There may not be a more valuable player in the country than Jahii Carson, the Arizona State point guard that doubles as a Preseason All-American.
Carson is the difference-maker for the Sun Devils. As a freshman, he not only averaged 18.5 points and 5.1 assists, but he also was the the guy that Herb Sendek built a revamped system around. Arizona State played a faster brand of basketball because they may have the fastest player in the country running the show.
By now, you should know all that, but I bring it up to prove a point — if Arizona State is going to make the NCAA tournament this season, they need Carson on the floor and at 100%. But as practices kicked off this week, Carson wasn’t.
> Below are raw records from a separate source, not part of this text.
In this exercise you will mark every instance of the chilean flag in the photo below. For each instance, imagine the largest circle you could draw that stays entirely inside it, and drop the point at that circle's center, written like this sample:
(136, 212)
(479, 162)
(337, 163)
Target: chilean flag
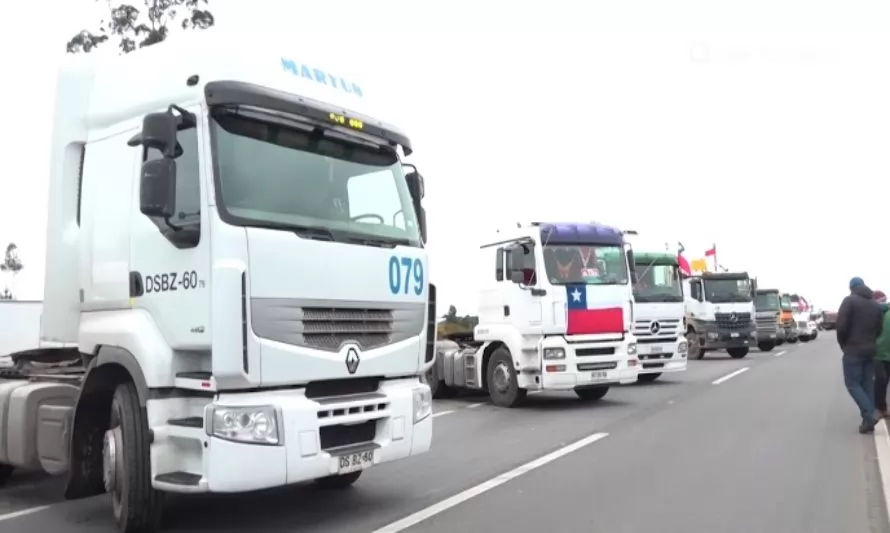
(588, 317)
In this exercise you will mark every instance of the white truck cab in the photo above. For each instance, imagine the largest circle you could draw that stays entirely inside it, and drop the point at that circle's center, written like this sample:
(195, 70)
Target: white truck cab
(235, 256)
(719, 313)
(554, 314)
(658, 310)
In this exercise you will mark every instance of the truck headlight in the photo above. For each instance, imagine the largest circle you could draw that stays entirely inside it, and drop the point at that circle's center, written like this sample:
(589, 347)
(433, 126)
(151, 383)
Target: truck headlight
(554, 353)
(423, 403)
(255, 424)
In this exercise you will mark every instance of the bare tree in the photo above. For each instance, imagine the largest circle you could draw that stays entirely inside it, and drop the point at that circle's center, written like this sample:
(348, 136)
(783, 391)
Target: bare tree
(11, 265)
(132, 28)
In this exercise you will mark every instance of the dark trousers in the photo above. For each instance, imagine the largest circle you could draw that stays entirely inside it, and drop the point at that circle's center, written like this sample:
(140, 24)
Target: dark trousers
(882, 379)
(859, 377)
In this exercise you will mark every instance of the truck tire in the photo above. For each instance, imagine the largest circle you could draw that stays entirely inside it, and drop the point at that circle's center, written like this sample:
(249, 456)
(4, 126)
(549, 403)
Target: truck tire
(5, 472)
(503, 387)
(592, 394)
(737, 353)
(693, 346)
(339, 481)
(648, 378)
(127, 465)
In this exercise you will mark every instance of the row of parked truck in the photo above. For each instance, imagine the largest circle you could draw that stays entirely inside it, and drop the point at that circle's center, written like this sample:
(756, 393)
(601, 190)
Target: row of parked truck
(236, 274)
(584, 306)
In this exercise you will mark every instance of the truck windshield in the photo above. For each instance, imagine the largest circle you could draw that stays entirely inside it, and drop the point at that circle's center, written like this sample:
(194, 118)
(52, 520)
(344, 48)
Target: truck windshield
(273, 173)
(589, 264)
(767, 302)
(727, 290)
(657, 283)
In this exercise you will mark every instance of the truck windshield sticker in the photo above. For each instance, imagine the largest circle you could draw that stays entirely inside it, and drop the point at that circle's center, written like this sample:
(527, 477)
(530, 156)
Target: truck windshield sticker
(320, 76)
(173, 281)
(405, 273)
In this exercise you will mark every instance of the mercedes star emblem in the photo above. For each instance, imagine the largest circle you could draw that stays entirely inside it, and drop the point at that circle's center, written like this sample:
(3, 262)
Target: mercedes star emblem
(352, 360)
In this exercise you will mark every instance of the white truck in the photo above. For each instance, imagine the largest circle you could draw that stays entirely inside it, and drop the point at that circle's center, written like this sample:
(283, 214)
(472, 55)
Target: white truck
(237, 291)
(658, 310)
(719, 313)
(554, 314)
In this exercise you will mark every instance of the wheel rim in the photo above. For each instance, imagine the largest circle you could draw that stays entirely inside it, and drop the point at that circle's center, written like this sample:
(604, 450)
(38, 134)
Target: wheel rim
(501, 378)
(112, 467)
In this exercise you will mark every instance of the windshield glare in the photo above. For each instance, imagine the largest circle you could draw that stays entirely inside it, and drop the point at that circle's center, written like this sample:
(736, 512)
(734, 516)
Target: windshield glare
(727, 290)
(272, 174)
(586, 264)
(767, 301)
(658, 283)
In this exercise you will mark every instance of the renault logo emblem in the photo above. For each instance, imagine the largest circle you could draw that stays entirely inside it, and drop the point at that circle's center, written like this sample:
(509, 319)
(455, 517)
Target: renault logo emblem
(352, 360)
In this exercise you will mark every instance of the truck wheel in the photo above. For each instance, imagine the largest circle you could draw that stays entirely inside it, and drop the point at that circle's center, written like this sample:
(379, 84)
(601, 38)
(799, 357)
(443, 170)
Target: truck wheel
(592, 394)
(694, 348)
(338, 482)
(501, 379)
(127, 465)
(737, 353)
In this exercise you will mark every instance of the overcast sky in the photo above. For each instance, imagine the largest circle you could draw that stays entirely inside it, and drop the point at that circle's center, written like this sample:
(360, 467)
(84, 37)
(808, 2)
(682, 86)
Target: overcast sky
(762, 126)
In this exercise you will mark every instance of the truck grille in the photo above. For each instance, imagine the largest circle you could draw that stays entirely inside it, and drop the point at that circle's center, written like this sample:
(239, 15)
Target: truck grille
(728, 322)
(329, 328)
(657, 330)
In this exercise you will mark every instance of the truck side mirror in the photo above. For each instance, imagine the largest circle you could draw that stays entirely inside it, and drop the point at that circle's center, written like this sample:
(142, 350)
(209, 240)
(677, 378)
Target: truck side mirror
(157, 188)
(159, 132)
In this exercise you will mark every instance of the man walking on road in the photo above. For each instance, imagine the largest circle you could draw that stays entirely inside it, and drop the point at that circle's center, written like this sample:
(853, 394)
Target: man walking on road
(882, 363)
(859, 324)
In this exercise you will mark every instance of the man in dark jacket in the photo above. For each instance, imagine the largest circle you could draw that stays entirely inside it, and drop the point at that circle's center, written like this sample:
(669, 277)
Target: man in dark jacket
(859, 324)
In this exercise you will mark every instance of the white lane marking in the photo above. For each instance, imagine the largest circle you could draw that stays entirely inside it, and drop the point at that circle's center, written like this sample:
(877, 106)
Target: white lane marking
(882, 445)
(731, 375)
(485, 486)
(24, 512)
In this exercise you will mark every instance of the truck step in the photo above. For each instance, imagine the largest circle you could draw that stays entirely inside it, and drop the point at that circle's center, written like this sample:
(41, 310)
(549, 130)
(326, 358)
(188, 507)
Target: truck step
(189, 422)
(181, 482)
(202, 381)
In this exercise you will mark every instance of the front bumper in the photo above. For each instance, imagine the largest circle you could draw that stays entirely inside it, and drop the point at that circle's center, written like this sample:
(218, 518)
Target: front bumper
(662, 357)
(314, 433)
(586, 364)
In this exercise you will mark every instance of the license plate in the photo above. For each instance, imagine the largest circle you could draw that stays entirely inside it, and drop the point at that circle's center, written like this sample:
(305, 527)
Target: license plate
(354, 462)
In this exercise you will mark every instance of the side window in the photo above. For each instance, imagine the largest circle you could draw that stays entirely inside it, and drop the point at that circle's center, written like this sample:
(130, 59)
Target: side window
(183, 229)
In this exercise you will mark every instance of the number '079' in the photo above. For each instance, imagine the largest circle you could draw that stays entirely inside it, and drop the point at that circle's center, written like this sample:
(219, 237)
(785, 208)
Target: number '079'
(405, 274)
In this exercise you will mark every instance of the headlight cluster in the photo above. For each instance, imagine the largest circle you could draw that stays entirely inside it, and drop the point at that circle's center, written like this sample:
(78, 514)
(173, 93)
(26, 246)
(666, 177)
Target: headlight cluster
(256, 424)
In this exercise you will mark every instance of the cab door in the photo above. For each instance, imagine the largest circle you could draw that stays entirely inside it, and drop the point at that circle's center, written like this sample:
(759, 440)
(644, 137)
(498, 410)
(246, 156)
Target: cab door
(170, 259)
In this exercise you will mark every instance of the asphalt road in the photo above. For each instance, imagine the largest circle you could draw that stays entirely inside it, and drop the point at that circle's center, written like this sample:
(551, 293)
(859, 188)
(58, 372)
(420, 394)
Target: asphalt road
(769, 449)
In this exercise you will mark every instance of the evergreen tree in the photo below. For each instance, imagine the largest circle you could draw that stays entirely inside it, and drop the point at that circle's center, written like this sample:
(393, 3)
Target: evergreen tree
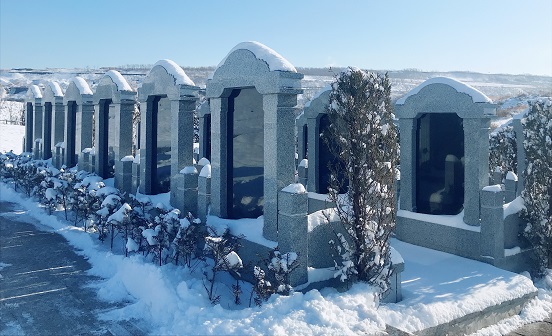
(537, 195)
(364, 140)
(503, 151)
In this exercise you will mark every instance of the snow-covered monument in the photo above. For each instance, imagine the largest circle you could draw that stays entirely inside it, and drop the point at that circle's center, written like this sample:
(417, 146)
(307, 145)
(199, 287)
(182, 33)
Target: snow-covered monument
(446, 202)
(79, 114)
(245, 175)
(53, 116)
(114, 102)
(168, 99)
(33, 124)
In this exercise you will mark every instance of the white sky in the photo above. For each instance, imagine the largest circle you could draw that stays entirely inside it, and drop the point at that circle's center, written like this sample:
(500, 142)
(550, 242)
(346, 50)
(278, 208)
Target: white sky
(492, 36)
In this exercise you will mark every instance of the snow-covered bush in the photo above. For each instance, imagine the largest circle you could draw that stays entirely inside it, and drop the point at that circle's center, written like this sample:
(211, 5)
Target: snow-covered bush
(282, 265)
(537, 195)
(222, 248)
(363, 138)
(187, 239)
(262, 289)
(503, 151)
(112, 201)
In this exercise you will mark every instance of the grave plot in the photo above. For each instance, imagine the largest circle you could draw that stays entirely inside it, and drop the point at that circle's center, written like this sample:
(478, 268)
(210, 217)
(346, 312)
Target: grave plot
(114, 101)
(79, 123)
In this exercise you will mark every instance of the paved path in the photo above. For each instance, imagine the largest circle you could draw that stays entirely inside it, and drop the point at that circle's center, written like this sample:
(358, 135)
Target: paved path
(42, 291)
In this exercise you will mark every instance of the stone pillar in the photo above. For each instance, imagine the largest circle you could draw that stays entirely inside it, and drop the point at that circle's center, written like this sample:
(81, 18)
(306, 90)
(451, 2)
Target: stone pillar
(279, 148)
(37, 149)
(146, 146)
(182, 130)
(497, 176)
(408, 163)
(123, 143)
(58, 124)
(83, 138)
(84, 162)
(57, 157)
(510, 186)
(521, 164)
(136, 172)
(492, 222)
(29, 124)
(37, 133)
(204, 193)
(219, 157)
(186, 200)
(303, 172)
(293, 229)
(476, 165)
(47, 120)
(125, 181)
(313, 138)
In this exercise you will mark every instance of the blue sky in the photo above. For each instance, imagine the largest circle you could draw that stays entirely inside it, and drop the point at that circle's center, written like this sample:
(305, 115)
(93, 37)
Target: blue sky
(489, 36)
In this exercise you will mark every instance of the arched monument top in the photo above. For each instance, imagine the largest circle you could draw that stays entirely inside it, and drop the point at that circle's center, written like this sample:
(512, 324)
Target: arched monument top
(173, 69)
(251, 64)
(115, 87)
(445, 95)
(167, 78)
(34, 92)
(78, 91)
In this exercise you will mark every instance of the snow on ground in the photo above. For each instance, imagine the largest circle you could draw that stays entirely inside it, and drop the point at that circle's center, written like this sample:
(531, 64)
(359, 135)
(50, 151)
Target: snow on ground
(437, 287)
(11, 138)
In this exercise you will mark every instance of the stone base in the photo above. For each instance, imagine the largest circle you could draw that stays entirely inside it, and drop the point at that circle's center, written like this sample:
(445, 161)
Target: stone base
(475, 321)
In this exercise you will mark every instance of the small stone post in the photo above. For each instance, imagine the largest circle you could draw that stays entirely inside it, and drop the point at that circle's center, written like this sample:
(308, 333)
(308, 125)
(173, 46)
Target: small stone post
(492, 222)
(204, 193)
(510, 184)
(37, 151)
(497, 176)
(136, 171)
(57, 157)
(84, 163)
(293, 228)
(188, 190)
(303, 171)
(126, 174)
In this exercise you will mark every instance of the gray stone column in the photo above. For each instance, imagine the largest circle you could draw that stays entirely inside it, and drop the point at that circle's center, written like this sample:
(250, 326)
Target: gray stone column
(521, 164)
(84, 126)
(125, 176)
(476, 166)
(279, 158)
(313, 129)
(123, 141)
(58, 122)
(136, 171)
(492, 222)
(219, 157)
(29, 125)
(408, 164)
(187, 196)
(84, 161)
(146, 146)
(57, 159)
(204, 193)
(510, 187)
(293, 230)
(37, 133)
(182, 130)
(303, 171)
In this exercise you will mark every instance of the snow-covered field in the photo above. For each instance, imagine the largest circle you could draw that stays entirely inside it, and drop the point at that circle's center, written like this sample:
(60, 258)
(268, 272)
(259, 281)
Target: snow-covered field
(11, 138)
(437, 288)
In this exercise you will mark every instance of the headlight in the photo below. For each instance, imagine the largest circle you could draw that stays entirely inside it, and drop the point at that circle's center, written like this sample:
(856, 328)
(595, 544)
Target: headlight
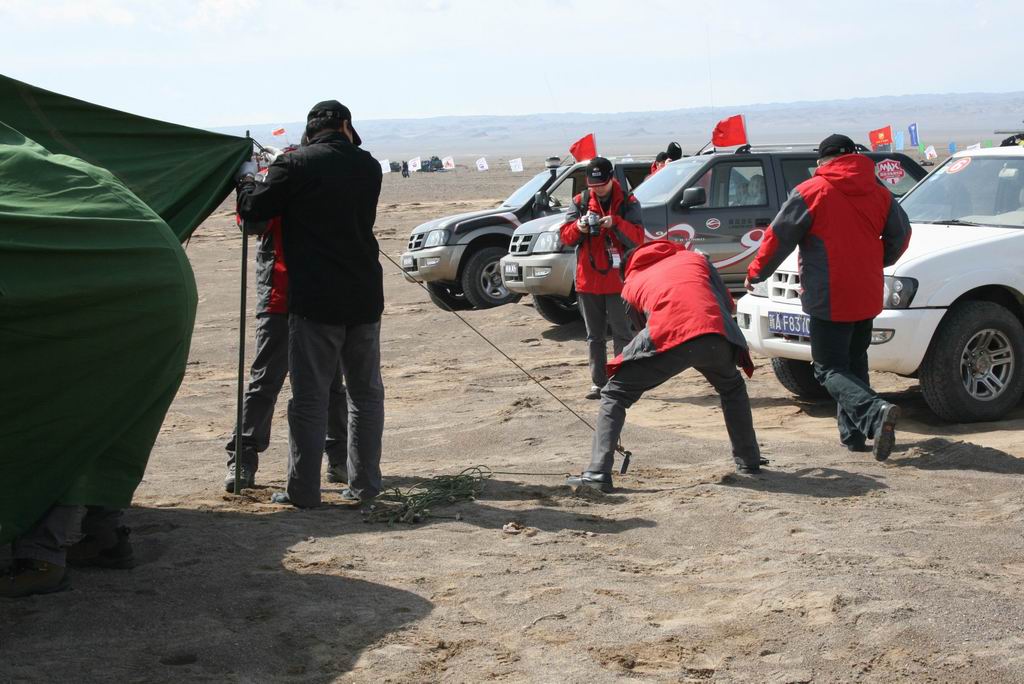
(547, 242)
(760, 289)
(899, 292)
(435, 239)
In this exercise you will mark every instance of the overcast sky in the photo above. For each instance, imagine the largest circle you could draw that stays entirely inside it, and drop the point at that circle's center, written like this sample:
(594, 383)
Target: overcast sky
(218, 62)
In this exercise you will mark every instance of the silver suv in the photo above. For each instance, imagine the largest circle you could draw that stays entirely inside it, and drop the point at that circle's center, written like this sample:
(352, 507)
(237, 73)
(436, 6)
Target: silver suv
(458, 257)
(722, 202)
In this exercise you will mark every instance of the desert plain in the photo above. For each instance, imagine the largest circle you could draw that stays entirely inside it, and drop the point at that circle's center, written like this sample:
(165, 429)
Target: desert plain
(826, 567)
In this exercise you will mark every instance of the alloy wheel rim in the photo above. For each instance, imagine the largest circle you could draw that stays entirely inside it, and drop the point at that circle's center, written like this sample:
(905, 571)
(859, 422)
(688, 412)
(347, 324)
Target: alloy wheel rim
(987, 365)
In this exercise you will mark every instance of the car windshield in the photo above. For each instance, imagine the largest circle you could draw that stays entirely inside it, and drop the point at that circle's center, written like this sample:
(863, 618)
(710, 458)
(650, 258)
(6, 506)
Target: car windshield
(663, 185)
(521, 196)
(966, 190)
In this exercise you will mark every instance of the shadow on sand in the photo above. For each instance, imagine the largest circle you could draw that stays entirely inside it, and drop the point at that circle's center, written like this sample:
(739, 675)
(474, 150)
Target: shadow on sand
(215, 596)
(940, 454)
(547, 516)
(822, 482)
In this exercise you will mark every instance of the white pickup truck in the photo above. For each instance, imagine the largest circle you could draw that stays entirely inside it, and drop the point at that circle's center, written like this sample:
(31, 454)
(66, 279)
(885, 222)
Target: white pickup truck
(953, 312)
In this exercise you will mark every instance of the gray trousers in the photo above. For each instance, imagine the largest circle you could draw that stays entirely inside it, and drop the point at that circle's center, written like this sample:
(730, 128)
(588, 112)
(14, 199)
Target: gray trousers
(715, 358)
(840, 353)
(315, 353)
(600, 312)
(265, 379)
(49, 538)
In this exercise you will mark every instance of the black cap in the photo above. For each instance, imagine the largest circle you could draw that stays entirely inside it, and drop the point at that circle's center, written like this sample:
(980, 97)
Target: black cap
(836, 144)
(332, 109)
(599, 171)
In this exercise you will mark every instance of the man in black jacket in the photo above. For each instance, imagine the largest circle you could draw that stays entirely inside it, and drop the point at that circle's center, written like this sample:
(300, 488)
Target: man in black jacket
(327, 197)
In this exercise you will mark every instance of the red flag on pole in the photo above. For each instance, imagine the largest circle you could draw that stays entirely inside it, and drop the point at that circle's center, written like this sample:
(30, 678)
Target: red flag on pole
(881, 136)
(729, 132)
(584, 148)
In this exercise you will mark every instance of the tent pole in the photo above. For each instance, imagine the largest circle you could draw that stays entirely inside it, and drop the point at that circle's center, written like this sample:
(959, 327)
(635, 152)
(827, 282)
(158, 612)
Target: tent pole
(242, 357)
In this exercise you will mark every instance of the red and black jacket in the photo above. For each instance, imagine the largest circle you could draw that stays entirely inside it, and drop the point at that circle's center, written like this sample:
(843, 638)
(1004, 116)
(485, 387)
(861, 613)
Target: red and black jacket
(682, 296)
(848, 227)
(271, 274)
(595, 273)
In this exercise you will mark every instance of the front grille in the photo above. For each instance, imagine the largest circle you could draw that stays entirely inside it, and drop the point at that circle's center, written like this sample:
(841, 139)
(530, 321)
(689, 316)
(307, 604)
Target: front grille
(784, 287)
(520, 245)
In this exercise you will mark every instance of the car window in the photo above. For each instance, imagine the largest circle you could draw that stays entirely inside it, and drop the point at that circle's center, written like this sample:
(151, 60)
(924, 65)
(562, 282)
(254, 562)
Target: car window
(737, 183)
(796, 171)
(971, 189)
(567, 187)
(669, 181)
(527, 190)
(635, 175)
(894, 175)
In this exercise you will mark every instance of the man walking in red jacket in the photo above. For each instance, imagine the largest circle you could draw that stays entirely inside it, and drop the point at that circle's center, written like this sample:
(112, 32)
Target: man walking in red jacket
(848, 227)
(602, 224)
(689, 325)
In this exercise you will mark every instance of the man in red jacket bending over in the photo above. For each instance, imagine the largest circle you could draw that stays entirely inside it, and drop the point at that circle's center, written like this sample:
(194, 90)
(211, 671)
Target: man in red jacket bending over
(848, 227)
(689, 325)
(603, 224)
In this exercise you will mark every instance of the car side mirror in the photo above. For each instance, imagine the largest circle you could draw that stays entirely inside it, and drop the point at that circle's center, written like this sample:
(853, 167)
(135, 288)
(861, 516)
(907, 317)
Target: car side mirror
(693, 197)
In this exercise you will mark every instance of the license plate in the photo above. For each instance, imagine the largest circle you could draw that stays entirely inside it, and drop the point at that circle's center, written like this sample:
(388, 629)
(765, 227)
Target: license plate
(788, 324)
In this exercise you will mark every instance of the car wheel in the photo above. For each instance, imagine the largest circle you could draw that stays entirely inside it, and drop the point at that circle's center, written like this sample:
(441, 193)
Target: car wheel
(798, 377)
(481, 280)
(973, 369)
(559, 310)
(448, 297)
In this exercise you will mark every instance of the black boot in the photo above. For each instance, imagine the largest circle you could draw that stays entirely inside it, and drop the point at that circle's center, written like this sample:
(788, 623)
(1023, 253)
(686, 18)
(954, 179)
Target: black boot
(594, 480)
(28, 576)
(90, 552)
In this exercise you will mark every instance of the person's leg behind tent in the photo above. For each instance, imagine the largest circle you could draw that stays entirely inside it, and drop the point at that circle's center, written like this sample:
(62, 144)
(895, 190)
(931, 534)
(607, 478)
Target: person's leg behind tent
(40, 555)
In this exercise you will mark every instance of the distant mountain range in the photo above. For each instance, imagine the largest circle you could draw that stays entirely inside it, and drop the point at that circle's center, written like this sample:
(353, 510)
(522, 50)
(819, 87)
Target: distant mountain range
(966, 118)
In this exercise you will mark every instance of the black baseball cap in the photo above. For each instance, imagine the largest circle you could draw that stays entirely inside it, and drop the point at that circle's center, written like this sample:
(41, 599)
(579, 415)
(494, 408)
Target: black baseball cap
(836, 144)
(332, 109)
(599, 171)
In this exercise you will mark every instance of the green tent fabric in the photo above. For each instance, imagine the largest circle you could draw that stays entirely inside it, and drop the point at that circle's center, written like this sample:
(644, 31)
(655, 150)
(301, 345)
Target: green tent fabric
(97, 302)
(182, 173)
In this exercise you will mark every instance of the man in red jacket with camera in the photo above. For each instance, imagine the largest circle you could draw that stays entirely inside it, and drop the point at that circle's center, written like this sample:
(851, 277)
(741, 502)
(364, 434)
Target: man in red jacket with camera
(603, 224)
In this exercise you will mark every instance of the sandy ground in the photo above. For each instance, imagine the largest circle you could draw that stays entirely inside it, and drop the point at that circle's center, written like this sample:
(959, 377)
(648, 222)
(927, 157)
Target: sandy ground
(827, 567)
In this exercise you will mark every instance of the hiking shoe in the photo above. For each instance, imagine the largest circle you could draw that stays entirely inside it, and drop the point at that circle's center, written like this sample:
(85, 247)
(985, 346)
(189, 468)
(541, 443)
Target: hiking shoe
(885, 438)
(337, 474)
(88, 552)
(751, 468)
(594, 480)
(248, 478)
(28, 576)
(348, 495)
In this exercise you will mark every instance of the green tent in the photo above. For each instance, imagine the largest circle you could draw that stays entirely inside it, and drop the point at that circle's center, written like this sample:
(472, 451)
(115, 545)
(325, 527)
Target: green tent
(97, 299)
(181, 173)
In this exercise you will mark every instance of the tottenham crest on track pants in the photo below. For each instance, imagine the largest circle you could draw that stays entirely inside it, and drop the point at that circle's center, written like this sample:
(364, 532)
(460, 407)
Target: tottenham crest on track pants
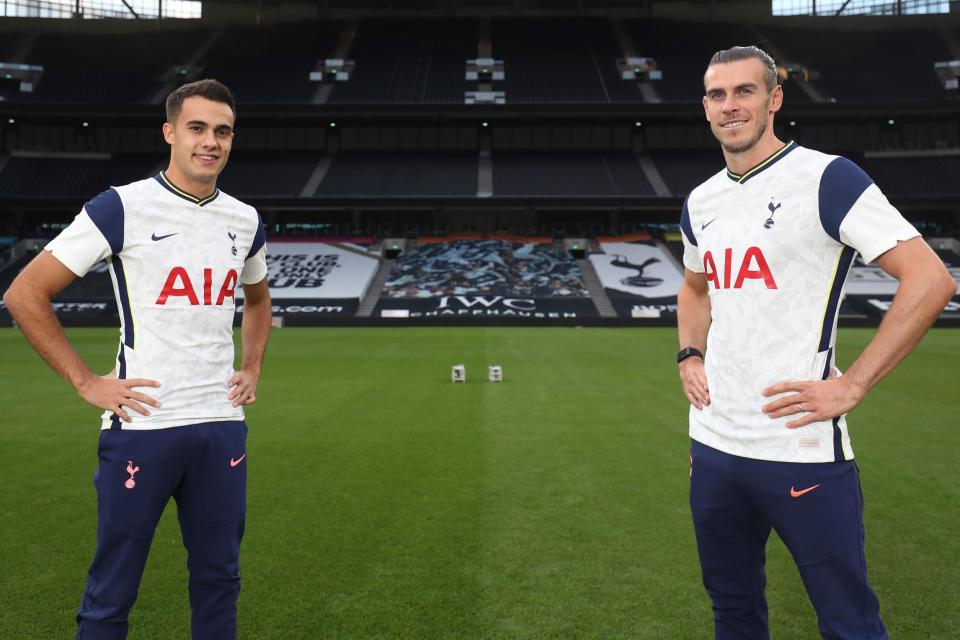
(203, 467)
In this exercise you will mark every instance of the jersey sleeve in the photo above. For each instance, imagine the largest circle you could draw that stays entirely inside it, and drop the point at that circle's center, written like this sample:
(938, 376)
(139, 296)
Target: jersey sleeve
(95, 234)
(855, 212)
(255, 266)
(691, 252)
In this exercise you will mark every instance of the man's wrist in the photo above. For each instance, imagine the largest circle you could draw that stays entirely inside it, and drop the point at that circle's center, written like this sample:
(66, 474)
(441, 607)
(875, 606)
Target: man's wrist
(689, 352)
Carson has what Arizona State is terming a “stress reaction” in his right tibia, which more or less means that Carson is dealing with shin splints. He has been since late last season. As he told Doug Haller of the Arizona Republic, he takes part in ball-handling and shooting drills, but “before we start picking it up, Coach decided to give me a little rest.”
It’s more of a precautionary measure than anything.
“It’s a progressive thing,” Sendek told Haller. “He has flat feet, so we’re going to fit him with some orthotics. The good news is we’re getting out ahead of it. We’re being precautionary. If we had a game tonight, he could play.
“But we’re going to play it safe. We’re going to get it calmed down and then he should be fine.”
This is the right move by Arizona State. The season is six months long, and Carson is going to be playing a lot of minutes during that time. Shin splits and stress reactions are injuries that come with being overworked. They only get better with rest.
The first game is still five weeks away. Getting Carson back to 100% is more important than getting him in the mix in the first couple of practices of the season.